Çözümler Var, Elbette Sorunu Görürsek
Hanımefendiler ve Beyefendiler, burada duracağım. Çözümler var, elbette sorunu görürsek. Açıkça itiraf etmeliyim ki, geçen yıl Ekim ayında bir dizi Bakanla Orestiada’ya (Kumçiftliği) gelen Başbakan, Evros’un (Meriç) demografik sorununa istisnai ve öncelikli olarak çözüm bulma konusundaki endişeli arzusunu bize gösterdi ve kanıtladı.
Zaten bir ay önce başlayan sübvansiyonlu Aleksandrupolis (Dedeağaç) – Lavrio hattı, Evros (Meriç) işletmelerinin mallarına hizmet ederek büyük bir ekonomik kolaylık sağlamaktadır.
Geriye, Veterinerlik Fakültesi, bazı noktalarda yeni bir güzergahla Trigono’ya kadar elektrikli banliyö treni, İl’in gümrükleri ve birkaç şey daha kalıyor. Duyurulan on bin Euro, bize fırsatçı insanlara dikkat etmeyi öğretti ve faydalı önlemlerin daha uzmanlaşmış bir hedeflemesi olması gerektiğini öğretti, bu yüzden Aile ve Sosyal Uyum Bakanlığı’nı bunu durdurduğu için tebrik ediyorum.
Elbette, bir papaz olarak, sizi temin etmeliyim ki, mesele sadece ekonomik değil, bu yüzden sadece ruhani, Evros’tan (Meriç) başlayarak tüm vatanımıza ilham vermesi gereken taktikler de önereceğim.

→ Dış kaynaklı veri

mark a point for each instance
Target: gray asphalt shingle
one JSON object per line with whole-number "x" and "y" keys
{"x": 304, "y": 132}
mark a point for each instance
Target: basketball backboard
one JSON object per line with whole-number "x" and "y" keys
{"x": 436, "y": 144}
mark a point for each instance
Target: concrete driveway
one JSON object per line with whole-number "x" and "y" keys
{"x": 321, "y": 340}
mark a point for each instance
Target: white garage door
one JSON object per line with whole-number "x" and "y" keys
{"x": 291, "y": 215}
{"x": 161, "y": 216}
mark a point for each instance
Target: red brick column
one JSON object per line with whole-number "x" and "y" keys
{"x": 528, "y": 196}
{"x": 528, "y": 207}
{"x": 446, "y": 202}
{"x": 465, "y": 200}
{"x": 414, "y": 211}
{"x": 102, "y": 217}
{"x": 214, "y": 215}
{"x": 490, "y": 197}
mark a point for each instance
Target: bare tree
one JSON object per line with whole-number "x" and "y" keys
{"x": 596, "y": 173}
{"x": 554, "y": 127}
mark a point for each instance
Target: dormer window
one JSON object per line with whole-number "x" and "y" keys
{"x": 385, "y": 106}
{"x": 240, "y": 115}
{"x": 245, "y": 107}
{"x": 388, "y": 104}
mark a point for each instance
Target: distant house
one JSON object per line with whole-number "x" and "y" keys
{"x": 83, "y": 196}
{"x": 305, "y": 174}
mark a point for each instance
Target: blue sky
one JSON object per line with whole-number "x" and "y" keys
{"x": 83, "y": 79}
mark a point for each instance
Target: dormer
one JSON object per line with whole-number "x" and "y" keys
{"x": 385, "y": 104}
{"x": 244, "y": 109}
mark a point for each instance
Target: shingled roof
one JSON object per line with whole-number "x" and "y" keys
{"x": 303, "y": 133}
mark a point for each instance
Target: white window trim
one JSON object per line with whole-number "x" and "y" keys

Televizyonlarda beş dizi, Tik-Tok, X ve Messenger’da spot yayın akışları ve okullarda bir ders, burada şunlar öğretilecek: Ailenin değeri, üyelerinin birliği ve ebeveynlerin çocuklarının yetiştirilmesinde işbirliği. Erkeğe eşit olma çabasıyla kadınlığını ve öz kişiliğini kaybeden kadının yerle bir edilmiş değerinin kesinlikle restore edilmesi gerekiyor. Yani eşitliğin, soyut bir talep olmaktan çıkıp, ortak sorumlulukla ebeveyn rollerinin eşit dağılımının bilinçli bir hedefi olması. Peder Paisios’a “yaşlı adam, bulaşıkları kim yıkamalı, erkek mi kadın mı?” diye sorduklarında, o “kim yetişirse” diye cevap verdi! Amerika, 1950’ler, 60’lar ve hatta 70’lerde, bilinen diziler “Çayırda Küçük Ev”, “Mahican Ailesi” vb. ile bazı Eyaletlerde demografik sorununu yendi.
Evros’ta (Meriç) annelik koruma özel izninin 9 aydan 34 aya uzatılması. Kastettiğim, “pozitif ayrımcılık” denen tedbirlerdir. Ve bu, annelik koruma özel izninin Evros’ta (Meriç) 9 aydan 34 aya uzatılmasıdır (böylece her anne, çocuğu 3 yaşında olduğunda, doğumdan 36 ay sonra işine geri dönecektir).
Ve ayrıca; annenin lohusalık ve çocuk yetiştirmeyi, işinden veya toplumdan bir kısıtlama ve dışlanma olarak deneyimlememesi için onu serbest bırakacak klasik yapıların (kreşler ve tam gün okul) güçlendirilmesi.
Avrupa Parlamentosu Genel Kurulu’nda, Sayın Beleris, “genç çiftleri destekleyecek, iş ve kişisel yaşam arasındaki gerekli dengeyi sağlayacak çözümlerden” bahsettiniz. Ve bunu doğru yerde söylediniz, çünkü “liderleri onu yüceliğe yükseltmeye teşvik etmedikçe hiçbir halk büyük işler başaramaz” demişti.
Evros (Meriç), yaşadığımız demografik çöküşün durdurulması cenneti olabilir ve ülkemizin geri kalanı için de bir model teşkil edebilir. Ancak bu, bugün yapılmalı, yarın değil. Yarın geç olacak. Tren geç gelirse, geldiğinde alacak yolcu bulamayacak. Gecikirsek, Kutsal Kitap’ın dediği şey olacaktır: “Konutu ıssız kalsın, içinde oturan bulunmasın ve onun gözetmenliğini bir başkası alsın” (Elç.İşl. 1:20).”